Mechanism Slows Parkinson's in Mice
October 24, 2001; 17:00 EST -- An unanticipated development in Parkinson's disease research, reported today, is likely to fuel yet more speculation about the actual role of protein aggregates in neurodegenerative disease. Neuroscientist Eliezer Masliah and his team at the University of California San Diego report that a previously unknown endogenous mechanism inhibits self-aggregation of a protein implicated in Parkinson's Disease.
This provides a new target to test the hypothesis that protein aggregates play a causative role in such disorders. "It also could have therapeutic implications," says Masliah, who is Professor of Neurosciences and Pathology.
In the last few years, protein aggregation has emerged as the hallmark of several neurodegenerative disorders including Alzheimer's disease (AD), PD, Huntington's Disease, Amyotrophic Lateral Sclerosis, and the prion diseases. Scientists remain divided on the role of aggregation in causing disease but the new evidence suggests "there is a natural balance between proteins tending to aggregate and proteins tending to prevent [aggregation]," Masliah told BioMedNet News.
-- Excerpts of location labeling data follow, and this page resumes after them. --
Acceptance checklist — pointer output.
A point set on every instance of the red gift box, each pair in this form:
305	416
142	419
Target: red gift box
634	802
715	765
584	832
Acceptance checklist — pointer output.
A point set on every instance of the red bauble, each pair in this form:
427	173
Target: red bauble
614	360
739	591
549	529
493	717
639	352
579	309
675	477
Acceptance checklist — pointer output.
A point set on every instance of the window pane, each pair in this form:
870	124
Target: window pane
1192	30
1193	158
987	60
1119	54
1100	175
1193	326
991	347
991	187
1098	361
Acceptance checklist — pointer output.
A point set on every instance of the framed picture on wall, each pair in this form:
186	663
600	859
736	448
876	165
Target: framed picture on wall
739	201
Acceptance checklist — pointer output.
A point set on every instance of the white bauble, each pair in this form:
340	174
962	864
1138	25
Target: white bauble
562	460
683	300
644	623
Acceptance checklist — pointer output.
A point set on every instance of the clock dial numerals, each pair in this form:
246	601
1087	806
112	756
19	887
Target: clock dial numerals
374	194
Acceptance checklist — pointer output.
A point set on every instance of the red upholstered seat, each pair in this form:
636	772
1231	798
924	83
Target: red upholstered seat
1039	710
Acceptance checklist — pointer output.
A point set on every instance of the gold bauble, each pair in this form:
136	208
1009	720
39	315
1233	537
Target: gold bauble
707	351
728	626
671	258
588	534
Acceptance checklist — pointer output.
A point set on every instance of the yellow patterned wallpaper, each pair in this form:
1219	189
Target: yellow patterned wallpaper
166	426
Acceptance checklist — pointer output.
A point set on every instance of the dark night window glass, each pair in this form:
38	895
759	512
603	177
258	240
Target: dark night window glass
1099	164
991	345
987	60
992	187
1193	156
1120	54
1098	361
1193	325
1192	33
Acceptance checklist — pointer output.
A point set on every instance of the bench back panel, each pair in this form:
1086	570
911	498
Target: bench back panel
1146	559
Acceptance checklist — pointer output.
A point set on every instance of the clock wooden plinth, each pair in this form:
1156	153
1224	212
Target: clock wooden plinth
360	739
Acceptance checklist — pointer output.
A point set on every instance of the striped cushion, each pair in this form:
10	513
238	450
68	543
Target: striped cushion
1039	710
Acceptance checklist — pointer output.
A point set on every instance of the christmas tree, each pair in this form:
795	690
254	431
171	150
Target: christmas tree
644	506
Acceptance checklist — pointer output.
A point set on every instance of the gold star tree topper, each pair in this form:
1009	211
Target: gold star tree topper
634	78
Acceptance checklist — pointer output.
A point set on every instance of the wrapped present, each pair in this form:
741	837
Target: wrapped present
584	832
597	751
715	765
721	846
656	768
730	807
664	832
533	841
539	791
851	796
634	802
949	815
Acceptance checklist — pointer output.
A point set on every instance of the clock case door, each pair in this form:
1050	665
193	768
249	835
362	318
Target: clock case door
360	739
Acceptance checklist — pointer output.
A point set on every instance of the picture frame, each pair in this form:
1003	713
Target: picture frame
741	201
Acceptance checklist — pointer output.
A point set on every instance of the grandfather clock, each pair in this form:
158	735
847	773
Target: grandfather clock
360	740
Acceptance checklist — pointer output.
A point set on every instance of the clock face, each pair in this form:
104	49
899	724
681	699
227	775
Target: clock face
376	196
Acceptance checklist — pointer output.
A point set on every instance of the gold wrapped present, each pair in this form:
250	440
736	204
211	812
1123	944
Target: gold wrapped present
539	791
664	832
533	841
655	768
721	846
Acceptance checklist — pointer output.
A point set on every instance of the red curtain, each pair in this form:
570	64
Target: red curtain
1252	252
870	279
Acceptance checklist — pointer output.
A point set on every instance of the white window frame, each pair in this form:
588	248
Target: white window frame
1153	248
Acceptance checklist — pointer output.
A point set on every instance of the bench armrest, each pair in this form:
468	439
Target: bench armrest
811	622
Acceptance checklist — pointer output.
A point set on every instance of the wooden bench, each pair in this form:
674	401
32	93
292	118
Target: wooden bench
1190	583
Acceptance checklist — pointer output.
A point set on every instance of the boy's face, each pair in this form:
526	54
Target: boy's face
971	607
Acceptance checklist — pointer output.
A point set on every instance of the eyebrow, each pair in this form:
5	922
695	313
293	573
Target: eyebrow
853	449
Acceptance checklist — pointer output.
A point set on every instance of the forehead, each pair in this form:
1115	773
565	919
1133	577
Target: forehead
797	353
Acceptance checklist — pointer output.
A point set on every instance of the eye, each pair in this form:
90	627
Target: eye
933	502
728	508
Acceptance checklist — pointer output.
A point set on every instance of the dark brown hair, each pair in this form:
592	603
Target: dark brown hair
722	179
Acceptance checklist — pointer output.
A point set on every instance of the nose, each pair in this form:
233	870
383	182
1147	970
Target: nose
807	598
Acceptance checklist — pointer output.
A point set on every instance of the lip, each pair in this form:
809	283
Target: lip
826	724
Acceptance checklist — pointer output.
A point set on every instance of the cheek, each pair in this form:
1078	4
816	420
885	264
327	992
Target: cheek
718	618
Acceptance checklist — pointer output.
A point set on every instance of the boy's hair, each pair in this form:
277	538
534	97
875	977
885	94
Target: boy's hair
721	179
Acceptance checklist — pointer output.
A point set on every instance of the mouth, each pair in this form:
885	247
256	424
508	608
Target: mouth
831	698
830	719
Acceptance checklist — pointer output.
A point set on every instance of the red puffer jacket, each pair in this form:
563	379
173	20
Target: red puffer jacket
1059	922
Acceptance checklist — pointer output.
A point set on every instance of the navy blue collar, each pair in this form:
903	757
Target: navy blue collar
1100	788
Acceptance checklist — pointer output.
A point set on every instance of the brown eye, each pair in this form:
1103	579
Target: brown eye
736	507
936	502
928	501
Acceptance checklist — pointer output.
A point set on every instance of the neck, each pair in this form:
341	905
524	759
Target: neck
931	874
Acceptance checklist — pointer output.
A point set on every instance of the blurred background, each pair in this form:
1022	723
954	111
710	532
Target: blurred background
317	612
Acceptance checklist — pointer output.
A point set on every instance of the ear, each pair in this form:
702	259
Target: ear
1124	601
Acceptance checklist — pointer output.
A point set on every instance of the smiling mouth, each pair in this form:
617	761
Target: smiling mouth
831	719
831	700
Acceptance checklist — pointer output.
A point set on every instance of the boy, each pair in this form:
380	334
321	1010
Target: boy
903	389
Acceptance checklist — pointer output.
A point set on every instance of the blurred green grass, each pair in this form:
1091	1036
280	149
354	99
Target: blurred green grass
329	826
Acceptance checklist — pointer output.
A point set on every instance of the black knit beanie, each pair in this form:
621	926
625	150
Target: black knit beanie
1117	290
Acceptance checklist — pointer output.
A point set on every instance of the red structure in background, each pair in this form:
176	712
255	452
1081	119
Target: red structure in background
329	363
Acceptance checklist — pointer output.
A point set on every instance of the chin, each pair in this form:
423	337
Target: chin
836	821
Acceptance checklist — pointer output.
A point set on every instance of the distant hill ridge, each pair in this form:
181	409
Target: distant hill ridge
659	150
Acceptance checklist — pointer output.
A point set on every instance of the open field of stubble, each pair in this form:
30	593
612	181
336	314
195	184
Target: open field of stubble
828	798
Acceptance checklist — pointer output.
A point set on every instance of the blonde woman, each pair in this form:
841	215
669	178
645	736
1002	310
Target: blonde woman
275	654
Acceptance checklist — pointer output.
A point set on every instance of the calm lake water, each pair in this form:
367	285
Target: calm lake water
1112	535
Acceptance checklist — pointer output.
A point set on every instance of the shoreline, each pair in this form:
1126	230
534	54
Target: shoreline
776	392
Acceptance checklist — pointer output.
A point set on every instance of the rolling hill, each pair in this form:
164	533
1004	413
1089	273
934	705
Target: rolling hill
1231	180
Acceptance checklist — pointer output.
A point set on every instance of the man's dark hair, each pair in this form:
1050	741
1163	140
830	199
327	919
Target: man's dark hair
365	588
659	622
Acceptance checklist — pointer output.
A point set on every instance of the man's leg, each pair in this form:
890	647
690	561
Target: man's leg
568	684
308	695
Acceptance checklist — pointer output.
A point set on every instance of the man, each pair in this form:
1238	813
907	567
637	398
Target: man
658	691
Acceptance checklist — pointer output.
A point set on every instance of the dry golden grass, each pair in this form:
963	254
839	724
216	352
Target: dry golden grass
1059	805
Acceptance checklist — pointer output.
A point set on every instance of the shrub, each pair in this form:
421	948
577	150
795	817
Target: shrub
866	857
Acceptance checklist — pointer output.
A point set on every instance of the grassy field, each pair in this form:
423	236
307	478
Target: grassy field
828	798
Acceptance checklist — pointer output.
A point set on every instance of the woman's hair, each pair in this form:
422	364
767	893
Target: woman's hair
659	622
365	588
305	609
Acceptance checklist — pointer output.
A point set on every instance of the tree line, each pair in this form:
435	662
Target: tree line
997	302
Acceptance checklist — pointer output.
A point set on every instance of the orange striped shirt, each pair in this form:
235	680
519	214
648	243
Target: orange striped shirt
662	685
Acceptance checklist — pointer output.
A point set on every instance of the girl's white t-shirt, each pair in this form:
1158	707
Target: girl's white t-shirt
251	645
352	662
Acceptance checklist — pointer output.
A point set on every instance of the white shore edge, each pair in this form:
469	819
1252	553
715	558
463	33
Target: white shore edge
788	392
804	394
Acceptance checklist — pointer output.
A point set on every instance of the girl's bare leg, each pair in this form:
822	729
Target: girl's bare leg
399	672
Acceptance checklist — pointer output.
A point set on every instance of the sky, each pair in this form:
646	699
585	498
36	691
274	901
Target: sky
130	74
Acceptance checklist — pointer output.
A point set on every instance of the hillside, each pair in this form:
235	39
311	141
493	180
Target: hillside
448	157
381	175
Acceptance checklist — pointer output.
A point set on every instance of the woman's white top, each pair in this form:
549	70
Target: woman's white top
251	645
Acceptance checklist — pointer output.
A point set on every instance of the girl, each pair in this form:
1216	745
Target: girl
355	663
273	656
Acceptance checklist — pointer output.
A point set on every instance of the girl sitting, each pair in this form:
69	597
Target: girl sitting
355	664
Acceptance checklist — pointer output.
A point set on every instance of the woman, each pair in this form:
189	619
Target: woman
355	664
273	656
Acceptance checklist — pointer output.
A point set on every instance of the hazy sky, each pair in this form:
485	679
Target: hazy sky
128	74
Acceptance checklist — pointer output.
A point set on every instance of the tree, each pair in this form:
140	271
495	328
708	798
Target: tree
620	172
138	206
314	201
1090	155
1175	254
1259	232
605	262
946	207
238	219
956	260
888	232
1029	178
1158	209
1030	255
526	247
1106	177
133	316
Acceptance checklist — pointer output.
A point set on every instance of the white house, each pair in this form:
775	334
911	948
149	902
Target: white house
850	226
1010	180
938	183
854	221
PD and related neurodegenerative disorders are characterized by Lewy Bodies, abnormal occlusions in the cytoplsma of neurons. The alpha-synuclein protein is the most abundant component of Lewy Bodies and mutations in the gene are associated with rare familial forms of Early-Onset PD.
Although initially identified as the non-amyloid component in AD, alpha-synuclein, like beta-amyloid, has been shown to self-aggregate to form fibrils. The protein has two homologs, beta- and gamma-synuclein, but has no known function.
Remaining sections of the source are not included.